As a result we may write, for the probability of state k, what is called the Gibbs-Boltzmann distribution:

(26)   \begin{equation*}  p_i = \frac{e^{-\beta E_i} }{Z} \end{equation*}

where the number of accessible states:

(27)   \begin{equation*}  Z \equiv \sum_i e^{-\beta E_i}  \end{equation*}

is sometimes called the partition function, because it shows how the overall number of accessible states is partitioned among distinct microstates.

Eq. (26), together with Eqs. (25) and (27) of course, is arguably the most important result of Thermodynamics and Statistical Mechanics! The velocity distribution in Eq. (23) is also quite important in its own right. It is called the Maxwell distribution of velocities.

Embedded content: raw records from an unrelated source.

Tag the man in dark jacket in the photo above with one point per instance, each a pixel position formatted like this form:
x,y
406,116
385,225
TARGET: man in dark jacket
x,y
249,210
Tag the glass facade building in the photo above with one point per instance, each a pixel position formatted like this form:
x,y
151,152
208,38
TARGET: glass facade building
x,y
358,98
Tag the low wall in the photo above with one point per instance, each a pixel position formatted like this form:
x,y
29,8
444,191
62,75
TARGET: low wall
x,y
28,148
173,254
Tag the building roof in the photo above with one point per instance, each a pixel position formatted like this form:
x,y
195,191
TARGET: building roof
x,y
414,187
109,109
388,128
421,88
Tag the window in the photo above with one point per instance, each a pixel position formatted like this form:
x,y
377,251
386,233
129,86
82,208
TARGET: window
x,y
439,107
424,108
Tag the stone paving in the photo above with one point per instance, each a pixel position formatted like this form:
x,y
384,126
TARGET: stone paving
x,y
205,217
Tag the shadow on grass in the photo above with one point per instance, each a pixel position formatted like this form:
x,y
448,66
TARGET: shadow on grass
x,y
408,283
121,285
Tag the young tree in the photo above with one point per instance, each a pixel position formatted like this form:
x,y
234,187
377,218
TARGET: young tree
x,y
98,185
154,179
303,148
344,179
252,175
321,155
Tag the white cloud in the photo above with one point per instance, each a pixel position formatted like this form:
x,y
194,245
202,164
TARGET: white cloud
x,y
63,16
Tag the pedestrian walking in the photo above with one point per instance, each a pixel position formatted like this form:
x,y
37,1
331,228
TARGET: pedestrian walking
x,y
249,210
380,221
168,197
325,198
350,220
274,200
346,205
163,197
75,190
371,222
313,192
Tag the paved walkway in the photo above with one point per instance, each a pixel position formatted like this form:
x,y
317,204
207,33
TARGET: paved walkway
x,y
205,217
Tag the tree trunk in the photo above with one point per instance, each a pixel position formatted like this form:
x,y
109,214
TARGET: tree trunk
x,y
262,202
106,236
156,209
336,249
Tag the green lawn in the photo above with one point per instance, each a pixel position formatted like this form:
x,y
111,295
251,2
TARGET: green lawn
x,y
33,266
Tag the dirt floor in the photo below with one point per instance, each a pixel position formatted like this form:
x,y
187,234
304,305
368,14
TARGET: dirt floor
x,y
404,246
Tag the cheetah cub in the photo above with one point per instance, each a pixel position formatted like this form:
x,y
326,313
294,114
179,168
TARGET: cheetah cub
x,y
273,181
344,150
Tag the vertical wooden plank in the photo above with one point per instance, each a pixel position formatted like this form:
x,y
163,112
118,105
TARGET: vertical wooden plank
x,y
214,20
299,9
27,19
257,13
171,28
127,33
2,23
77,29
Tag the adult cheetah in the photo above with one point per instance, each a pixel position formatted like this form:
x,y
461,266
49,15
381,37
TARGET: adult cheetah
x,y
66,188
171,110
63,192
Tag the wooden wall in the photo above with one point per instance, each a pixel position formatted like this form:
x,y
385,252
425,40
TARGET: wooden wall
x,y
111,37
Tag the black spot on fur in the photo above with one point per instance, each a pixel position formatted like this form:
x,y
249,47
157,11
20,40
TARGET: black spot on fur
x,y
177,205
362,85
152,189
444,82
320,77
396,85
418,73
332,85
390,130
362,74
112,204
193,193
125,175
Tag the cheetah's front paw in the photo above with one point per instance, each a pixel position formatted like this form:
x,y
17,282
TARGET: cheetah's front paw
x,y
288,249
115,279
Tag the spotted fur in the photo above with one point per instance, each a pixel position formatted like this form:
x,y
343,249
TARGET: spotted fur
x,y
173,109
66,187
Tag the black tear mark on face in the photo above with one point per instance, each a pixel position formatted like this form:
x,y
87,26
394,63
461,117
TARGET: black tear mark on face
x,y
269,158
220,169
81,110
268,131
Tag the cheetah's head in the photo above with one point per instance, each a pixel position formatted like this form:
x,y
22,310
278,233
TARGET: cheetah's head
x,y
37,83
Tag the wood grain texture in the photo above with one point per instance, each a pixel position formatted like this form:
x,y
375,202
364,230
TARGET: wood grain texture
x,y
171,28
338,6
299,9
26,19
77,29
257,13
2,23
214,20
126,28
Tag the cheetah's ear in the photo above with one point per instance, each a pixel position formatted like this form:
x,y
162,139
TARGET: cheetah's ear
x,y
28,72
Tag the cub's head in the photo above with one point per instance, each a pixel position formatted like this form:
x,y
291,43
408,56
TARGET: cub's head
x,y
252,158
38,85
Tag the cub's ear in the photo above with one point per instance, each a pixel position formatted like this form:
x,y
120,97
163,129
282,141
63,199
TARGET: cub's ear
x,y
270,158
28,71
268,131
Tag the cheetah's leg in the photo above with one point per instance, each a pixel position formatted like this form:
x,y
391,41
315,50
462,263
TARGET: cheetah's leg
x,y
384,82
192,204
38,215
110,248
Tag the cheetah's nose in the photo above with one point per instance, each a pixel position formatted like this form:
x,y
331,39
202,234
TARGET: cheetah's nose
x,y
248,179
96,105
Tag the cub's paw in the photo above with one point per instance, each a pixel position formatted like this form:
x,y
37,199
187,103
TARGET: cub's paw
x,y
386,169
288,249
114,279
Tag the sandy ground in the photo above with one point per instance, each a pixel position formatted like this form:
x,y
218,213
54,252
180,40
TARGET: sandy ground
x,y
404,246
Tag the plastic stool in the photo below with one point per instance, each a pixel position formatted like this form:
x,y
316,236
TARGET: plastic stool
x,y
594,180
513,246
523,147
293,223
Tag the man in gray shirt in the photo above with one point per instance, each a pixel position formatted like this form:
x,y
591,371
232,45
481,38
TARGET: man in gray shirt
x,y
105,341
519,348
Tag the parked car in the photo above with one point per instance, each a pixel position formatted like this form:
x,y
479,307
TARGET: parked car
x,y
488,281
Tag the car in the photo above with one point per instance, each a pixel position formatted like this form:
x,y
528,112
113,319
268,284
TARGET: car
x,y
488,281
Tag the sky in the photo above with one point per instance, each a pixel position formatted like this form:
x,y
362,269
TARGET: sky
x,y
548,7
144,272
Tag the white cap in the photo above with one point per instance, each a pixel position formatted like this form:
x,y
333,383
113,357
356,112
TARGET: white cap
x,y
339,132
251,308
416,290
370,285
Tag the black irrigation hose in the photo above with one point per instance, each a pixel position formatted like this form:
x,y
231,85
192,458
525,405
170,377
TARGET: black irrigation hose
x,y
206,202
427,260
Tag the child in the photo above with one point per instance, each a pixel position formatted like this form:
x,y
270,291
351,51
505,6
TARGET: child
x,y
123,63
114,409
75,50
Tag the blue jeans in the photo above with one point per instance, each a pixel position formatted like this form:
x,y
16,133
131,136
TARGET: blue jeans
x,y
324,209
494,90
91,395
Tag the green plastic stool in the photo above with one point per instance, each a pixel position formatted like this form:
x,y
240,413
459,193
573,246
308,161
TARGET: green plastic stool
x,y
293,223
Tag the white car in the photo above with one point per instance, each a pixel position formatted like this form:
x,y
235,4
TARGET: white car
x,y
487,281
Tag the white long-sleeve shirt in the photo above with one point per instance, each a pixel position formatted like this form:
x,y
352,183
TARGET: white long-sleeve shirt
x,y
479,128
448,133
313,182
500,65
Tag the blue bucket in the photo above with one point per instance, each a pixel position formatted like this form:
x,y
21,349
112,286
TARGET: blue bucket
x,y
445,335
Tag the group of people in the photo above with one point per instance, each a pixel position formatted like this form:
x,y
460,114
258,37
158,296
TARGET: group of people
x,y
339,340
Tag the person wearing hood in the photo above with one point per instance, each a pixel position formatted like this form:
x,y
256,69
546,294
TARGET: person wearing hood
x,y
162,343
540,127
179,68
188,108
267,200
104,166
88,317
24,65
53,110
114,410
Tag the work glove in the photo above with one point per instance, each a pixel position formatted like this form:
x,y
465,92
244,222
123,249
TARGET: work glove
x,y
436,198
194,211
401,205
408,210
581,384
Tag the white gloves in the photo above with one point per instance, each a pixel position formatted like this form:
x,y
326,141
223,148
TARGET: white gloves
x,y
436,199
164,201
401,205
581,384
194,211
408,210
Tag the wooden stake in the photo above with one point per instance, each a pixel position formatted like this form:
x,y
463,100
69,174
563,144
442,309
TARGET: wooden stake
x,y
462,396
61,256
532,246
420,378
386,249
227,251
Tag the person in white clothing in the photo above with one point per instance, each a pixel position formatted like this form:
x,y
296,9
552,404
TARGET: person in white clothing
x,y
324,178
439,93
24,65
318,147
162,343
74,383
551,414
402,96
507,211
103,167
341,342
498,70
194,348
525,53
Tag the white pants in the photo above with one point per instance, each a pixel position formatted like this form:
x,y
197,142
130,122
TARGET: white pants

It is worthwhile to consider the simplest non-trivial arrangement where there two exactly two states. Such a two-level system is a good model for the electronic or nuclear spin 1/2 in a magnetic field. The two microstates correspond to the spin up and down. The lowest energy state is called the ground state. States at higher energies are called excited states. There is only one excited state in a two-level system, of course.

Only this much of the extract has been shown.